Geht man von Stalins drei Grunderfahrungen der Vorkriegszeit und des Zweiten Weltkrieges und den Konsequenzen aus, die er daraus für die sowjetische Außenpolitik der Nachkriegszeit zog, dann spitzt sich das Problem auf die Frage zu, ob sich die — aus den dargelegten Konsequenzen abgeleiteten — Ziele der Sowjetunion mit denen der USA (und Großbritanniens) vereinbaren ließen. Seit dem Stalingrad-Winter 1942/43 stand ja fest, daß die Sowjetunion nicht, wie die amerikanische und britische politische und militärische Führung 1941 und auch noch 1942 angenommen hatte, dem Ansturm Hitler-Deutschlands erliegen würde — mit der Folge, daß dann die USA und Großbritannien allein Europa (und Ostasien) „befreien" müßten, allerdings auch in der Lage sein würden, nach ihren Leitvorstellungen eine „Pax Americana" oder eine „Pax Americana et Britannica" im globalen Rahmen zu errichten. Vielmehr war es offenkundig geworden, daß die Sowjetunion einen ganz wesentlichen Beitrag zur Niederringung Hitler-Deutschlands leisten würde, so daß — wie mit der im Sommer 1943 eingeleiteten Umrüstung der USA auf absoluten Vorrang der See-und Luftrüstung zu erkennen war — sich die Anstrengungen der Amerikaner und Briten lediglich auf einen (relativ kleinen) Teil der Aufgabe der Niederringung Hitler-Deutschlands konzentrieren würden.
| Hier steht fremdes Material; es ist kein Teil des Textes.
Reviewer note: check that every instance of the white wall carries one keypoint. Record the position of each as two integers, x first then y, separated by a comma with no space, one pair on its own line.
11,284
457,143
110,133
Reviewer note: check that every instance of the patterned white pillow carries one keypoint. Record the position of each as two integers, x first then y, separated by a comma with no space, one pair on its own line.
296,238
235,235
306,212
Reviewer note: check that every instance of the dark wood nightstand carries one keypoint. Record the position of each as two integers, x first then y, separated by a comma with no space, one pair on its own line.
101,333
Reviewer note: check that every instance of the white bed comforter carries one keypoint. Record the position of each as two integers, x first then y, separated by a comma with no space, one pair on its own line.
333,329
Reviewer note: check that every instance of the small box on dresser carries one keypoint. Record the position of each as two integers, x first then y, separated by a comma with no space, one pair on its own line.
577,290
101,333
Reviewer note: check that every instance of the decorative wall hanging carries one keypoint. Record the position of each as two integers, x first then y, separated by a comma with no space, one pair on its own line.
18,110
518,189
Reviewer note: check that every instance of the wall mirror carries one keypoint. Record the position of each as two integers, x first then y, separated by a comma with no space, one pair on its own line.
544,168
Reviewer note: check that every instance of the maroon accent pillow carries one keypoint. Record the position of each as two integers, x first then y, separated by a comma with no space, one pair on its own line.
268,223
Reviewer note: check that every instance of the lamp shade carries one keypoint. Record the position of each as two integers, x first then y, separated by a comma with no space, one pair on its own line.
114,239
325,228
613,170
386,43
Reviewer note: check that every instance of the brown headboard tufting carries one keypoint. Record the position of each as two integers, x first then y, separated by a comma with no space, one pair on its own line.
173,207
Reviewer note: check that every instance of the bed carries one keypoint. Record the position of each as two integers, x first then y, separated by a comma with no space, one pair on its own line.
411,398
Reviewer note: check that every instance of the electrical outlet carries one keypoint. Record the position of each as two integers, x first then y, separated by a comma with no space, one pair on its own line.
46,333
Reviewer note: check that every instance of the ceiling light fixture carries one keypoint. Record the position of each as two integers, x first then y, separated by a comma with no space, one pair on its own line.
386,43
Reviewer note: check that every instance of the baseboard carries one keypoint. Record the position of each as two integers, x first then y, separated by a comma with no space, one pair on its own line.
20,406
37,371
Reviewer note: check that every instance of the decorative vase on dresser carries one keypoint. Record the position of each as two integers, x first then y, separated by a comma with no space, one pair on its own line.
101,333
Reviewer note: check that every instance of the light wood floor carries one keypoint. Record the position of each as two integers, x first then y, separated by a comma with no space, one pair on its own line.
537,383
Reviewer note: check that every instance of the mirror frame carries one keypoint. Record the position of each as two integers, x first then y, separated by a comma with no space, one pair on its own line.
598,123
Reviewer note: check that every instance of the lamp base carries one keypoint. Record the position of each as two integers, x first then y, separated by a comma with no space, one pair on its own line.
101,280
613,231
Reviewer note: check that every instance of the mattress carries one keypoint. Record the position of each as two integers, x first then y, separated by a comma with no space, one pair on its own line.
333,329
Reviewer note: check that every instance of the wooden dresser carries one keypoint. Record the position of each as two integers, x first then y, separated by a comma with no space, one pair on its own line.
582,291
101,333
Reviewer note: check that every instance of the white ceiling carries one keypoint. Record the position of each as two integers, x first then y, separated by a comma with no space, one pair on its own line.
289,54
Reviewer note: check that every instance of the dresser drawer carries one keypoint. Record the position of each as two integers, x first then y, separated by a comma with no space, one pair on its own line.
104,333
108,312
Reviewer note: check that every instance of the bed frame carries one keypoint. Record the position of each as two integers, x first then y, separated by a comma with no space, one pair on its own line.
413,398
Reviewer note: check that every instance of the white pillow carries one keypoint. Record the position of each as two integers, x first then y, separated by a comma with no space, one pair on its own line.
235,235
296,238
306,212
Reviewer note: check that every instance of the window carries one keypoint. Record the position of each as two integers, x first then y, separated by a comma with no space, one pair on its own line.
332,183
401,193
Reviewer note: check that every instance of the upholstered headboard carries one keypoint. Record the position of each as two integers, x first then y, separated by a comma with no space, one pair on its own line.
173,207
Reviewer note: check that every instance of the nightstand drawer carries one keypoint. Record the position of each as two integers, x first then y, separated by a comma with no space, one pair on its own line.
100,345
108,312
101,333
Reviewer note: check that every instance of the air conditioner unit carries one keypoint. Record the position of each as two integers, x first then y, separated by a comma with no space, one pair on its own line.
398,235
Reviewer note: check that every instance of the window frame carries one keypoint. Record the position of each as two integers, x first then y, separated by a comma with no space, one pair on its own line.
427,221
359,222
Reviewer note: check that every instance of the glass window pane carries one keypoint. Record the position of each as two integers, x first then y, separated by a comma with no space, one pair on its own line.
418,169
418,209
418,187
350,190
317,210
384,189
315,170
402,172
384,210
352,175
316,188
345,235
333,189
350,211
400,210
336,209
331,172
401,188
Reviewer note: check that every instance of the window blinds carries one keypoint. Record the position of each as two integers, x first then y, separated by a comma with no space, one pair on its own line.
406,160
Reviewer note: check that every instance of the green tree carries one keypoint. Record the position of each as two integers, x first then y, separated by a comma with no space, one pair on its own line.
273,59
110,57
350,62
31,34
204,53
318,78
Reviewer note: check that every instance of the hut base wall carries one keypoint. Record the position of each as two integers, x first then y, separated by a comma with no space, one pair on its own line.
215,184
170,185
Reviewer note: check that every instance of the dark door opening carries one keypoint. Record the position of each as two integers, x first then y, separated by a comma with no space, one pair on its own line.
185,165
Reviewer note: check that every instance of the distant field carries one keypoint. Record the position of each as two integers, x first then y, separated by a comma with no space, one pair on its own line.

Die Schlußfolgerung, die Invasion des deutsch-beherrschten Europas mit den westalliierten Expeditionsstreitkräften in Frankreich (und nicht in Südosteuropa) zu vollziehen, implizierte, daß sich bei Kriegsende die von Osten herankämpfende Rote Armee und die Armeen der Westalliierten etwa in der Mitte Europas treffen würden. Formal betrachtet ließ sich über eine genaue Abgrenzung der durch die Vormarschräume der jeweiligen Armeen abgesteckten Interessen-sphären dann eine (einen Kalten Krieg ausschließende) Einigung erzielen, wenn sich Briten und Amerikaner über das Kriegsende hinaus auf die machtpolitische und strategische Abschirmung eines breiten „Brückenkopfes“ in „Westeuropa" (von Norwegen über einen — im einzelnen festzulegenden — Teil Mitteleuropas bis Italien und Griechenland) beschränkten, wie es ihren im engeren Sinne machtpolitischen Interessen und militärischen Möglichkeiten als See-Luft-Mächte mit Schwerpunkt auf der Sicherung des Atlantiks entsprach. Demgegenüber war es von vornherein nicht möglich, mit ihnen zu einem Arrangement im großen zu gelangen, wenn die USA (und Großbritannien) auf den mit globalem Geltungsanspruch vorgetragenen Prinzipien der „Atlantik-Charta" vom August 1941 beharrten. Da diese Prinzipien zum amerikanischen (und britischen) Selbstverständnis gehörten, konnten sie, wie G. Lundestad in seinem Beitrag mit Recht betont, auch dann nicht einfach aufgehoben und als für den in Frage stehenden „Fall" als nicht gültig außer Kraft gesetzt werden, wenn sich ein amerikanischer Präsident für ein weltpolitisches Arrangement mit der Sowjetunion auf der Grundlage vollkommen getrennter „Großräume“ oder „Interessensphären“ ausgesprochen und festgelegt hätte, daß die aus dem Selbstverständnis der USA herrührenden Prinzipien nur innerhalb des eigenen „Großraums" gelten, im sowjetischen „Großraum" hingegen die marxistisch-leninistischen Prinzipien allein bestimmend sein sollten.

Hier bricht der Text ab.